Freedom from infection: enhancing decision-making for malaria elimination.

Assessing elimination of malaria locally requires a surveillance system with high sensitivity and specificity to detect its presence without ambiguity. Currently, the WHO standard criteria of observing the absence of locally acquired cases for 3 consecutive years, combined with a health systems assessment, are used to justify claims of malaria elimination. However, relying on a qualitative framework to support the application of this guideline can lead to early, over-optimistic relaxation of control measures with the potential for resurgence. Overcoming this challenge requires innovative approaches to model the coupled processes of malaria transmission and its clinical observation.We propose a novel statistical framework based on a state-space model to probabilistically demonstrate the absence of malaria, using routinely collected health system data (which is extensive but inherently imperfect).

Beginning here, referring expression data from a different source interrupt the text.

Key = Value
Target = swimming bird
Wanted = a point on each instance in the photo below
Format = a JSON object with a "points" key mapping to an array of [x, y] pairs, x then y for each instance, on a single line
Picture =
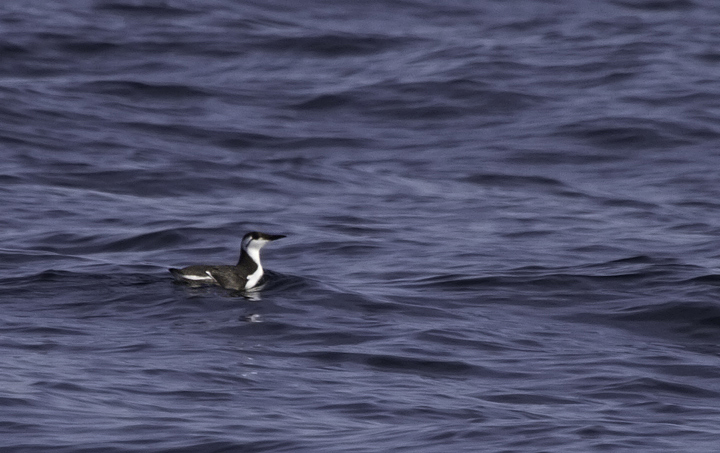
{"points": [[246, 274]]}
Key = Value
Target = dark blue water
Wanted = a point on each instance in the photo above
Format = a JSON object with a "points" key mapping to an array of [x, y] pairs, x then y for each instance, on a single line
{"points": [[502, 217]]}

By simultaneously modelling the expected malaria burden within the population and the probability of detection, we provide a robust estimate of the surveillance system's sensitivity and the corresponding probability of local elimination (probability of freedom from infection).Our study reveals a critical limitation of the traditional criterion for declaring malaria elimination, highlighting its inherent bias and potential for misinterpreting ongoing transmission. Such oversight not only misrepresents ongoing transmission but also places communities at risk for larger outbreaks. However, we demonstrate that our integrated approach to data comprehensively addresses this issue, effectively detecting ongoing transmission patterns, even when local reports might suggest otherwise.Our integrated framework has far-reaching implications for malaria control but also for infectious disease control in general. Our approach addresses the limitations of traditional criteria for declaring freedom from disease and opens the path to true optimisation of the allocation of limited resources. Our findings emphasise the urgent need to reassess existing methods to accurately confirm malaria elimination, and the importance of using comprehensive modelling techniques to continually monitor and maintain the effectiveness of current surveillance systems, enabling decisions grounded in quantitative evidence.